リディアが生死をさまよう高熱を出したのはついこの間のことだ。
冬の痛いほどの寒風に、また娘を死へと導かれてはたまらない。
だいぶ良くなったとはいえ、せめて太陽のあがる昼間でなければ
外に出す気はさらさらなかった。
「いけません。アニエスだってそう言うわよ。ねぇアニエス」
母親は、傍らにいる若い女に援護を求めて声をかけた。
するとそれまで静かに横に立っていた黒髪の娘がそれを受けて応える。
「そうだよリディア、お母さんの言うとおりだ。まだ咳もでてるだろう。
夜は寒いからね、出てはいけないよ」
「そうだそうだ。ほら、冬至祭は来年もやるんだからな。ケーキとかは
お父さんがとっておいてあげるからもう今年は諦めなさい」
母だけでなくアニエスに、父まで加わった三人から言われてはもうリディアの
要求が通る節はなく、あきらめざるを得ないと分かり、それでもリディアは
唇をつき出してぶすくれていた。
「だって、だって……」
ぐすぐすと涙ぐむリディアの頭をアニエスが撫でる。
そして傍にしゃがむと小さな声で耳打ちした。
「リディアがちゃんとベッドで横になって休むと約束するなら
あとで私の魔法できれいなものを見せてあげる」
「えっ、なにそれ!?」
「まだ秘密。でもちゃんとベッドにいないと見られないからね。
お母さんたちに隠れて祭りに行ったりしたら見逃してしまうよ」
するとリディアはこくこくとうなずき、もうベッドに行くと言い始めた。
変わり身の早さに苦笑しながらアニエスがリディアの家を後にしようとすると
リディアの父親であるハルトマン氏がアニエスを呼び止めて何かを差し出した。
君には本当に世話になった。……冬至祭おめでとう、よい年があなたに訪れますよう」
アニエスは驚いた様子でハルトマン氏と飾り布とを交互に見た。
そしてそれをぎゅっと胸元にあてる。
「すごく……嬉しいです、ありがとう。また何かあれば私かタランに
言ってもらえばすぐ来ますから。……冬至祭、おめでとう」
外に出ると広場からの音楽が、大きく軽妙に鳴り響いていた。
アニエスは歩きながらもらった飾り布を広げて見ていた。家に帰るまで待てなかったのだ。

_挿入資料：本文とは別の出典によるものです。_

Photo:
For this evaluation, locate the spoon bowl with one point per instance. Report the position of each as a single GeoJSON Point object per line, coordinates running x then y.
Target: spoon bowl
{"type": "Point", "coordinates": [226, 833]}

端切れをつなげて大きくした布には太陽を花に見立てた刺繍がしてある。
(きれい……)
思わずうっとりと眺めてしまう。出来もすごく良かったがそれ以上に
アニエスの心を浮き立たせるのは、自分に贈り物をくれる人がいるという事だった。
「やあ、アニエスさん。こんばんは、冬至祭おめでとう!」
「おめでとう」
酒の入った器を片手に赤ら顔であいさつをする男にアニエスも会釈して返す。
同じように何人かから挨拶を受けた。少し前までこんなことは望むべくもないことだった。
アニエスがやって来たばかりの時、薬やらまじないやらを仕事として請け負うと言う話をしても
村の人間で彼女を頼るものはなかった。教会を気にして、という訳ではない。
よそ者で素性も知れず、おまけに夫でもない男と平然と同居している娘だと、そう扱われたからだ。

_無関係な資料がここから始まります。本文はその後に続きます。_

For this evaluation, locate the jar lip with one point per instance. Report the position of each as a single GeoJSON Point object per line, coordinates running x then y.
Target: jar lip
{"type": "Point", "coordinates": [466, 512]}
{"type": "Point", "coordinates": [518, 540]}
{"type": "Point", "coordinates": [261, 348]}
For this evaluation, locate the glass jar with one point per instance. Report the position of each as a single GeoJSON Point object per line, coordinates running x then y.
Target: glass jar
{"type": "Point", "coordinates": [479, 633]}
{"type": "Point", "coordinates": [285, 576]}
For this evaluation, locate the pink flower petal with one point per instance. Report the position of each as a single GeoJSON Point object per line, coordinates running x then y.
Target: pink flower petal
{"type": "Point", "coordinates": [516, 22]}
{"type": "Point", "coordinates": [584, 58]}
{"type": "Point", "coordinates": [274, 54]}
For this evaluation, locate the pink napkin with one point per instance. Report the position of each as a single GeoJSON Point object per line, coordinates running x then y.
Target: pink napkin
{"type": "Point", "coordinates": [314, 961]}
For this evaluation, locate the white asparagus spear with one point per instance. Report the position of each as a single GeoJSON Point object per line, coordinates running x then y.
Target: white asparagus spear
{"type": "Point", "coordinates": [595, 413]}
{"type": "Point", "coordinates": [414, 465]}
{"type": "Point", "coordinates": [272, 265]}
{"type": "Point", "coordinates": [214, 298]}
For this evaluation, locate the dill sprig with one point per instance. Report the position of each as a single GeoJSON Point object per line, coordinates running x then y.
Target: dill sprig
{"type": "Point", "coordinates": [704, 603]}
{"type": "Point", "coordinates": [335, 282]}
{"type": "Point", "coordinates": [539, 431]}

アニエスがあいさつをしても返事もかえってこないという事の方が多かった。
まだ青年といえるくらいの村の牧師は、村八分状態の新入りを気にして
礼拝にこないかなどと誘ってはいたが、それで村の人々に分かったのは、
“よそ者”が洗礼すら受けていないという事実だった。
牧師は人が良すぎるだとか、若い男だから美人に目がくらんで過分な親切を与えているだの
何だの言われながらも、彼はなにかと村とアニエスの仲立ちをしようとしてくれていた。
だが事の風向きが変わったのは、やはりリディアの病気がきっかけであった。
ハルトマン氏の家の娘のリディアは大きな病気をしたことのない娘だったが、
ふとしたことから風邪をこじらせて高熱を出した。その熱は下がらず、上がっていくばかり。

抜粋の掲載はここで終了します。